See the `example` and `src/app` directories for more detailed examples.

## Pandoc options

The Haskell code that powers the `run()` function is a modified version of Pandoc's own built in `pandoc-server` code, and takes a similar `options` object to control how documents are converted. See [Pandoc's server documentation](https://pandoc.org/pandoc-server.html) for details on the options settings that can be passed to Pandoc.

### Including additional files

Supplemental files, such as images, can be included in the argument to the Pandoc `.run()` function. The `files` property should be a mapping from paths to file content, encoded either in a `Uint8Array` or a base64 encoded string:

```
pandoc.run({
text: "![An image](images/test.png)",
options: {
'from': "markdown",
'to': "html",
'embed-resources': true
},
files: {
'images/test.png': "iVBORw0KGgoAAAANSUhEUgAAADAAAAAlAQAAAAAsYlcCAAAACklEQVR4AWMYBQABAwABRUEDtQAAAABJRU5ErkJggg=="
}
});
```

### Using a JS Web Worker

Pandoc can be run from inside a Web Worker. I recommend the [Comlink](https://github.com/GoogleChromeLabs/comlink) library as a way to handle communication between the main and worker threads. For an example see the demo application in the `src/app` directory, which uses this method.

## Extra Notes

* Asterius is deprecated in favour of the newer [ghc-wasm-meta](https://gitlab.haskell.org/ghc/ghc-wasm-meta) version of the GHC compiler. Once there is a simple way to use Template Haskell with `ghc-wasm-meta`, I'll switch to compiling with that toolchain.

* Pandoc relies on some Haskell libraries that use external C sources (e.g. zlib), which does not work when compiling with Asterius. For those libraries the functionality is instead replicated with JavaScript libraries called using Asterius's JS FFI.

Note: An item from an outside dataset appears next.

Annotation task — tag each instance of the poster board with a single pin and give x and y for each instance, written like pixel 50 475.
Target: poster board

* Asterius's [`--yolo`](https://asterius.netlify.app/ahc-link#--yolo) mode has been used to avoid GC issues. Smaller documents seem to work OK, but it is easy to trigger "out of memory" errors. This should be less of a problem once we've switched to using [ghc-wasm-meta](https://gitlab.haskell.org/ghc/ghc-wasm-meta).

* Node/Deno should be possible, but does not work right now due to the way `fetch()` is used to download the Pandoc binary and support files.

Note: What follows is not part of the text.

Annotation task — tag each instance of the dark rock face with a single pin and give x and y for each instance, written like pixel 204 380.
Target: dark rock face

* No Lua filters right now. I _think_ it should be possible to compile a C Lua interpreter using [Emscripten](https://emscripten.org) (or something similar), then hook it up to the Pandoc wasm binary through a JS FFI.

## Quick Development

A Docker development container has been built containing the required prerequisites for building Pandoc for WebAssembly using Asterius. The following commands are a possible simplified route to get up and running:

```
git clone https://github.com/georgestagg/pandoc-wasm
cd pandoc-wasm
npm install
make submodules
make docker-container
make
```

See the included `Dockerfile` for more details about the pre-built development container.

## Related Projects

* [Asterius's Pandoc demo](https://asterius.netlify.app/demo/pandoc/pandoc.html)
* [y-taka-23/wasm-pandoc](https://github.com/y-taka-23/wasm-pandoc)

We use the same general process as used in the above projects to build Pandoc, but this project has the following advantages:
* Provides a newer version of Pandoc.
* Supports more readers and writers, including binary formats such as docx.
* Supports more options and extensions, including parsing YAML headers.
* Supports adding and embedding supplemental files, such as images, to document output.